A análise regional mostra que a maioria das regiões brasileiras enfrentou crescimento na desocupação. No Norte, a taxa passou de 6,9% para 8,2%. O Nordeste registrou o maior índice do país, subindo de 8,6% para 9,8%. O Sudeste teve um aumento de 5,9% para 6,6%, enquanto o Sul registrou crescimento de 3,6% para 4,2%. Já o Centro-Oeste foi a única região que manteve a taxa estável, sem variações significativas no período.

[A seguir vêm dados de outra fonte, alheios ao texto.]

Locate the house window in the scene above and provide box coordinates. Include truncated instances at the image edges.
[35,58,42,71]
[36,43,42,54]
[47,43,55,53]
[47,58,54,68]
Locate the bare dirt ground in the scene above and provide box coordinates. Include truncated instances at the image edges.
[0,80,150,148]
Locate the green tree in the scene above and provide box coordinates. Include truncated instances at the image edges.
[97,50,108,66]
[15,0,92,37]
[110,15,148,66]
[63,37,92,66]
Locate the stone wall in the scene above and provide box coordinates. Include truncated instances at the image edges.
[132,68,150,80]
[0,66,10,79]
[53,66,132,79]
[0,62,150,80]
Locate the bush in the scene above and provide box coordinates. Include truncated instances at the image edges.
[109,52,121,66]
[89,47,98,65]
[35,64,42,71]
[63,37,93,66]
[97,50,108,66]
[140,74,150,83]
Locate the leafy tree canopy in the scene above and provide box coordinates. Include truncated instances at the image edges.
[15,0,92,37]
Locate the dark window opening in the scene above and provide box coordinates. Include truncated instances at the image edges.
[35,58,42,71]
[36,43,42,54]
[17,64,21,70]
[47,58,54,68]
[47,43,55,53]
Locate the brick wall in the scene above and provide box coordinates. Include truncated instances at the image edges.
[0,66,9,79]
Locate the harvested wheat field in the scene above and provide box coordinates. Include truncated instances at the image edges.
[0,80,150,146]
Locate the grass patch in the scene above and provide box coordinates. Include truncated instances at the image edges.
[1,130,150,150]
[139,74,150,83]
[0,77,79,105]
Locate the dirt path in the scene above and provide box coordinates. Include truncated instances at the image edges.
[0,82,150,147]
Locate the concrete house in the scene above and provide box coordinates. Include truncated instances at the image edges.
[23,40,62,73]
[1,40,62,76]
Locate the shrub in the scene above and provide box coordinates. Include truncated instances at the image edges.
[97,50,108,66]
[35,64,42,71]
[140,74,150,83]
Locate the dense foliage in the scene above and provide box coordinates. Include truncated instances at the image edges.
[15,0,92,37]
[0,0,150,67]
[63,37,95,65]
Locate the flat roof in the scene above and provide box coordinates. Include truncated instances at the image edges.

O levantamento também revela diferenças no perfil dos trabalhadores brasileiros. Entre os ocupados, 18,1% não concluíram o ensino fundamental, enquanto 69,3% possuem pelo menos o ensino médio completo, e 24,7% têm nível superior. A taxa de desemprego entre mulheres foi maior, atingindo 8,7%, contra 5,7% entre homens, tendência observada em todas as regiões do país.
Outro dado relevante aponta que 37,8% da população em idade ativa, cerca de 67 milhões de pessoas, estavam fora da força de trabalho no período, nem ocupadas nem desocupadas. A maior parcela está concentrada no Nordeste (45,9%), enquanto as menores proporções foram registradas no Sudeste (34,9%), Sul (33,1%) e Centro-Oeste (32,8%). Esses números refletem uma estabilidade na participação da força de trabalho desde 2015.